P&P’s plan was greeted with circumspection in some quarters, their critics suggesting they were whooping it up on a tax-payer-funded lark in Canada while our boys were dying valiantly etc etc etc, but when ‘49th Parallel’ opened the response was almost unanimously positive; it was, again to quote Christie, “greeted as the first considerable fiction film of the war: good propaganda and good entertainment”.
And it’s certainly entertaining. The structure – six vignettes in which Hirth’s crew progress (or devolve, since their numbers are gradually whittled down) through Canada – accounts for a brevity of mise-en-scene that paces the two-hour film faster than most movies of the time. The star names acquit themselves generally well. Olivier chews the scenery like a starving man who’s just been seated in a restaurant and reassured that he doesn’t have to worry about the bill. Howard is lumbered with the most literal bit of proselytising in Pressburger’s otherwise well-crafted script, but his affable charisma sells it. Raymond Massey, rubbery faced and having a whale of a time, steals his last-minute section.

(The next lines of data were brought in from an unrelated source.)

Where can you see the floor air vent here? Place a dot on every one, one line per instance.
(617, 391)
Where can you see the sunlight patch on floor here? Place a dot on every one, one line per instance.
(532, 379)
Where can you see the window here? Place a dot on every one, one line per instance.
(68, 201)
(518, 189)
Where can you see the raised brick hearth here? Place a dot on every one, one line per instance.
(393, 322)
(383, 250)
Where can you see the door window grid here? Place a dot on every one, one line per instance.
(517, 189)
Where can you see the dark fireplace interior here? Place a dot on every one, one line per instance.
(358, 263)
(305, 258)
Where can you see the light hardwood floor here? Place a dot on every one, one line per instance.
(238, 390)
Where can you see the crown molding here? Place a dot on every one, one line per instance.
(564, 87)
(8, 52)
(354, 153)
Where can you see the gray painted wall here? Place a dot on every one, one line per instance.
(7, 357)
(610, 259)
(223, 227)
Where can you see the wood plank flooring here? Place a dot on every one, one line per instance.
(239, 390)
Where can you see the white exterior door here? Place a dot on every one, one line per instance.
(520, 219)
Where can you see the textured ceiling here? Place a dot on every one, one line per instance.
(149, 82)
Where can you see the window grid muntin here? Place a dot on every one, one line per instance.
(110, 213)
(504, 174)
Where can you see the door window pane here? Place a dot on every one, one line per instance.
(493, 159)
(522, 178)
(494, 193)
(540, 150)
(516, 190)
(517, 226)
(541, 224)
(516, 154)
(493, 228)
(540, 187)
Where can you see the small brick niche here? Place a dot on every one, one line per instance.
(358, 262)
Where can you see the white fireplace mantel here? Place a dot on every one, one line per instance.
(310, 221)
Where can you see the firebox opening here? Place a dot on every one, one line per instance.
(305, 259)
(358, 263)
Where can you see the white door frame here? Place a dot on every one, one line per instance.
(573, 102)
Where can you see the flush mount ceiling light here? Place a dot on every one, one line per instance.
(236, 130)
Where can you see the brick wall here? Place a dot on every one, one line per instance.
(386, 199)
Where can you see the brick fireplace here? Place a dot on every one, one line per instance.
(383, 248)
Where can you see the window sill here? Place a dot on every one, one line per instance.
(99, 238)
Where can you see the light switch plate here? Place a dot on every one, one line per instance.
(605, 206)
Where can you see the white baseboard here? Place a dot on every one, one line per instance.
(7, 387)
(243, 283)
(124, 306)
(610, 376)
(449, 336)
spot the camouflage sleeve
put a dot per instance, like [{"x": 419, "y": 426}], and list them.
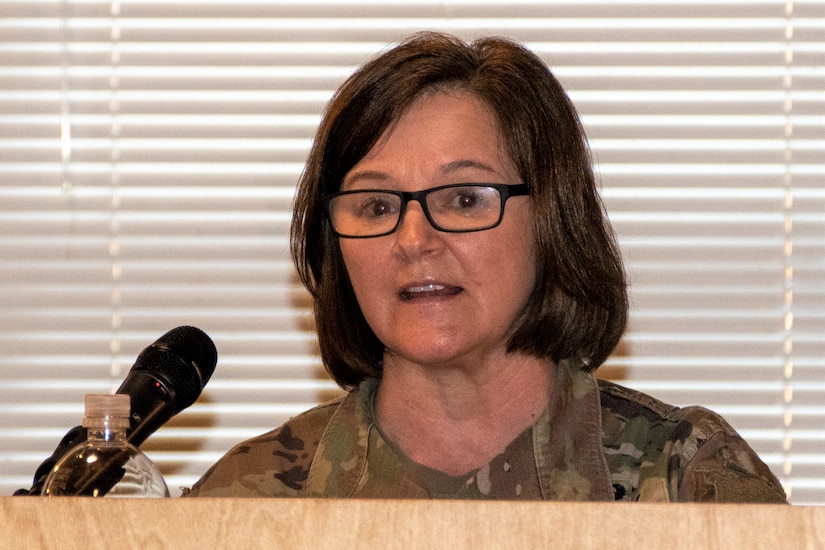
[
  {"x": 275, "y": 464},
  {"x": 714, "y": 464}
]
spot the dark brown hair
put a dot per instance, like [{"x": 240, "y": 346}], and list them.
[{"x": 579, "y": 305}]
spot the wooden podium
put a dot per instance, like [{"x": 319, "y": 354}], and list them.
[{"x": 205, "y": 524}]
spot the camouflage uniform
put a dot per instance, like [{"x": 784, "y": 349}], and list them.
[{"x": 596, "y": 441}]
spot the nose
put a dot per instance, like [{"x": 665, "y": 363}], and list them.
[{"x": 415, "y": 235}]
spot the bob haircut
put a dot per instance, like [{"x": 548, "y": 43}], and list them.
[{"x": 578, "y": 308}]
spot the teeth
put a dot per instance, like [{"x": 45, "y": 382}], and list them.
[{"x": 425, "y": 288}]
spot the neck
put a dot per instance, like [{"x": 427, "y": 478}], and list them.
[{"x": 457, "y": 419}]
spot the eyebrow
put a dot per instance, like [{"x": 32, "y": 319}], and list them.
[{"x": 450, "y": 167}]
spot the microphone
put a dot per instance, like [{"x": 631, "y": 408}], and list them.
[{"x": 167, "y": 377}]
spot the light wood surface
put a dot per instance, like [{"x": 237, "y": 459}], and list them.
[{"x": 84, "y": 523}]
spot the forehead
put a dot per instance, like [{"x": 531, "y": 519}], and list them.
[{"x": 451, "y": 127}]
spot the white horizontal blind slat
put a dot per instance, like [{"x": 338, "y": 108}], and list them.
[{"x": 183, "y": 127}]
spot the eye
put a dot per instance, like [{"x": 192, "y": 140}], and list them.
[
  {"x": 468, "y": 199},
  {"x": 377, "y": 206}
]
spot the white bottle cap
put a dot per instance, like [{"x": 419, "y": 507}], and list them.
[{"x": 108, "y": 410}]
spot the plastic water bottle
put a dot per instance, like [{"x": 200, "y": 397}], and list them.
[{"x": 106, "y": 464}]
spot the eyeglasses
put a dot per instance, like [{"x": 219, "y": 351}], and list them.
[{"x": 456, "y": 208}]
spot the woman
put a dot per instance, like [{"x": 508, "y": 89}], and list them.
[{"x": 466, "y": 285}]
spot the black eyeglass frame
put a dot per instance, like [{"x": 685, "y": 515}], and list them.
[{"x": 505, "y": 191}]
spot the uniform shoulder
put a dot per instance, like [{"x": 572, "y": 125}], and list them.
[{"x": 273, "y": 464}]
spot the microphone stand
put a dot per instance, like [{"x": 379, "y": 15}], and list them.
[{"x": 73, "y": 438}]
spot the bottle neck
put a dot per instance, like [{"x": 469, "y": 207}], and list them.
[{"x": 105, "y": 433}]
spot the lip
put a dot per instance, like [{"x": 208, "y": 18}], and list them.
[{"x": 428, "y": 289}]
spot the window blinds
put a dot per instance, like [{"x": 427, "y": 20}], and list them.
[{"x": 149, "y": 152}]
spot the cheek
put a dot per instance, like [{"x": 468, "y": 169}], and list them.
[{"x": 362, "y": 267}]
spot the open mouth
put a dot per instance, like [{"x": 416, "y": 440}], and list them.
[{"x": 429, "y": 291}]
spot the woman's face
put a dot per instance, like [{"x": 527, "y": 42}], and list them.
[{"x": 433, "y": 297}]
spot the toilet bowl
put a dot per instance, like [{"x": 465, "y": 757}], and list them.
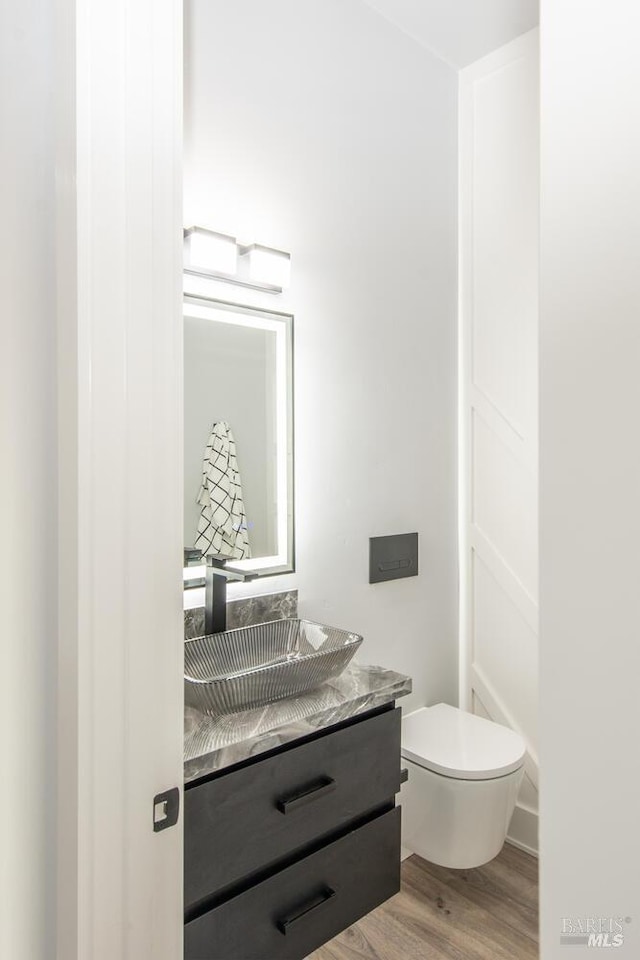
[{"x": 464, "y": 777}]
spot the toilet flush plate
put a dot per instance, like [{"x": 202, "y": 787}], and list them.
[{"x": 392, "y": 558}]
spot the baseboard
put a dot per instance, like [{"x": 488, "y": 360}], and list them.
[{"x": 523, "y": 830}]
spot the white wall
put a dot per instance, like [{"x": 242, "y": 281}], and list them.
[
  {"x": 499, "y": 203},
  {"x": 318, "y": 128},
  {"x": 28, "y": 499},
  {"x": 590, "y": 467}
]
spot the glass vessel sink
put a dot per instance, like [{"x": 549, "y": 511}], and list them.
[{"x": 238, "y": 669}]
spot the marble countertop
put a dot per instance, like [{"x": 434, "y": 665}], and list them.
[{"x": 213, "y": 743}]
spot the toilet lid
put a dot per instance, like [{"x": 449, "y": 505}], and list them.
[{"x": 460, "y": 745}]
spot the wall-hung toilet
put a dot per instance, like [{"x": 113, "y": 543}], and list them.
[{"x": 464, "y": 776}]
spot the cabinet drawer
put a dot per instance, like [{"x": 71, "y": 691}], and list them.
[
  {"x": 250, "y": 818},
  {"x": 298, "y": 909}
]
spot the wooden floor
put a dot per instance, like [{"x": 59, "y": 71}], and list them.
[{"x": 488, "y": 913}]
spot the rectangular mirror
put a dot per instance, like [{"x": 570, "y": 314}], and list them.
[{"x": 238, "y": 437}]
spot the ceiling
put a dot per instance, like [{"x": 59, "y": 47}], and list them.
[{"x": 460, "y": 31}]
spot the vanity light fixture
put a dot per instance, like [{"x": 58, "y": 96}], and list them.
[
  {"x": 267, "y": 266},
  {"x": 218, "y": 256},
  {"x": 207, "y": 250}
]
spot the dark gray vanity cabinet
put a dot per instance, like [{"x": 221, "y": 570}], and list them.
[{"x": 284, "y": 851}]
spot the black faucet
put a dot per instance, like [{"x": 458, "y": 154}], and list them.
[{"x": 215, "y": 594}]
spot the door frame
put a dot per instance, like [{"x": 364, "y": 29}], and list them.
[{"x": 118, "y": 105}]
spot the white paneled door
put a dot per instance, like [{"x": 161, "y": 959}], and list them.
[{"x": 499, "y": 202}]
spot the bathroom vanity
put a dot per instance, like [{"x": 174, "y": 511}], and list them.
[{"x": 291, "y": 827}]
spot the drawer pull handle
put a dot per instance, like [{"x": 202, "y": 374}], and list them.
[
  {"x": 319, "y": 788},
  {"x": 287, "y": 923}
]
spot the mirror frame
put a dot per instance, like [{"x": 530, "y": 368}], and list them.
[{"x": 282, "y": 324}]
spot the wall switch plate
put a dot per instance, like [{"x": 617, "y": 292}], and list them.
[{"x": 392, "y": 558}]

But it’s the actors playing the Germans – and it’s worth pausing to reflect on the quirkiness of a British propaganda film made released in 1941 boasting six Nazi u-boat survivors as its protagonists – who take the honours. Particularly Eric Portman, appearing in the first of three films for P&P. Eric Portman in ‘49th Parallel’ is simply magnificent. A Yorkshireman by birth, you’d swear the man was a Prussian aristocrat. His portrayal of Hirth lays the groundwork for Paul Scofield’s von Waldheim in Frankenheimer’s ‘The Train’, Maximillan von Schell’s Stransky in Peckinpah’s ‘Cross of Iron’ and Christoph Waltz’s Hans Landa in Tarantino’s ‘Inglourious Basterds’.
Daringly, P&P also incorporate the idea of the “good German”, an archetype they would revisit in the character of Theo Kretschmar-Schuldorff (played by Anton Walbrook) in ‘The Life and Death of Colonel Blimp’. I won’t give anything away, but there’s an almost unbearably poignant scene, ending in a moment as chillingly inevitable as the outcome of Landa’s interrogation at the start of ‘Inglourious Basterds’, in which one of the group reveals himself as an honest and decent working man, a man of no political affiliations, a conscript purely because he was drafted, who comes close to embracing a new and gentler life in a foreign place … before the full force of brainwashed, unblinkered, hate-fuelled, jack-booted Nazi doctrine comes crashing down on him. It’s this scene that gives ‘49th Parallel’ its power, that imbues rhetoric with humanitarianism. It’s in this scene that P&P – as they would succeed in doing so many times during those first eight films – take the basest motivation for film-making (propagandism) and turn it into art.
2 comments:
Great Write Up. I really need to see this one.
Its one of those annoying films that I'm aware of, want to see and yet haven't yet made the time for it. Still I intend to see everything that Powell And Pressburger where even tangentially involved with so I suppose I'll have to get off my ass on this one soon.
Definitely one to catch up with. In the pantheon of Powell & Pressburger's war years output, I'd choose this over, say, 'One of Our Aircraft is Missing', 'The Spy in Black' or 'Contraband'.
Even if it's not quite on par with 'A Matter of Life and Death', 'The Life and Death of Colonel Blimp' or 'I Know Where I'm Going!' - works of genius all - it comes pretty damn close.